# Introduction:

#### What are Perceptrons:
In machine learning, the perceptron is an algorithm for supervised learning of binary classifiers. A binary classifier is a function which can decide whether or not an input, represented by a vector of numbers, belongs to some specific class. It is a type of linear classifier, i.e. a classification algorithm that makes its predictions based on a linear predictor function combining a set of weights with the feature vector.

Small, fast and compact these Perceptrons are able to learn and develop an understanding for so many Datasets. Yes, they may not be as efficient an accurate as Deep Neural Networks but they are still extremely useful models.

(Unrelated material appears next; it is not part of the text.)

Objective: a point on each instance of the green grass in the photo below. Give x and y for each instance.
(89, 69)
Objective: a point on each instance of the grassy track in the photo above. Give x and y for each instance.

Let us begin by understanding what perceptrons really are by creating and deploying on for a simple dataset where everything greater than 0.5 can be labelled as a 1 and everything below can be labelled as 0. 

Before beginning Perceptrons though let us look at an even simpler model called the "Linear Regression Model" I guess unless there is a name like Perceptron for it.

### Imports:

In [1]:
import numpy as np
import math
import random
import tensorflow as tf
from sklearn.preprocessing import MinMaxScaler

### Creating A Dataset:

Creating a Dataset around y = mx + c where both are defined below I will also create some noise and variation so that might not be the optimal answer finally.

In [2]:
m = 121.7094
c = 891.2648

x = np.array([i for i in range(0, 50000, 3)][:16000])
y = np.array([m*i+c+random.randint(-2, 2)*random.random() for i in range(0, 50000, 3)][:16000])
print(y.shape, x.shape)

(16000,) (16000,)


### Shuffling:

In [3]:
index = np.array(range(y.shape[0]))
np.random.shuffle(index)

x = x[index]
y = y[index]


### Model and Fitting

In [4]:
model = tf.keras.models.Sequential([
                                    tf.keras.layers.Dense(1, activation='linear')
])
model.compile(optimizer='adam', loss='mse', metrics=['mae'])
history = model.fit(x, y, epochs=200, verbose=0)
print(model.evaluate(x, y))

[504089837568.0, 615060.4375]


Scaling it:

In [5]:
x_scalar = x[index]/np.max(x)
y_scalar = y[index]/np.max(y)

In [6]:
model1 = tf.keras.models.Sequential([
                                    tf.keras.layers.Dense(1, activation='linear')
])
model1.compile(optimizer='adam', loss='mse', metrics=['mae'])
history = model1.fit(x_scalar, y_scalar, epochs=200, verbose=0)
print(model.evaluate(x, y))

[504089837568.0, 615060.4375]


In [7]:
y_pred = model.predict(x_scalar) * np.max(y)
mae = np.mean(np.abs(y - y_pred))
print(mae)

850215580.4442718


So basically scaling it down is somehow giving poor results so we won't scale anything down

Let us work it out now, Sampling and taking a 2 * root(n) sample use that to initialize the weights

In [8]:
index = np.array(range(y.shape[0]))
np.random.shuffle(index)

x = x[index]
y = y[index]

set_1 = np.array([x[:int(x.shape[0]**0.5)], y[:int(x.shape[0]**0.5)]]).T
set_2 = np.array([x[-int(x.shape[0]**0.5):], y[-int(x.shape[0]**0.5):]]).T

Now the equation of line is given by y = mx +c

so m = (y1 - y2)/(x1 - x2)

   c = y - mx

In [9]:
m = np.array([(i[1]-j[1])/(i[0]-j[0]) for i,j in zip(set_1, set_2)])
c = np.array([set_i[1] - m_i * set_i[0] for set_i, m_i in zip(set_1, m)])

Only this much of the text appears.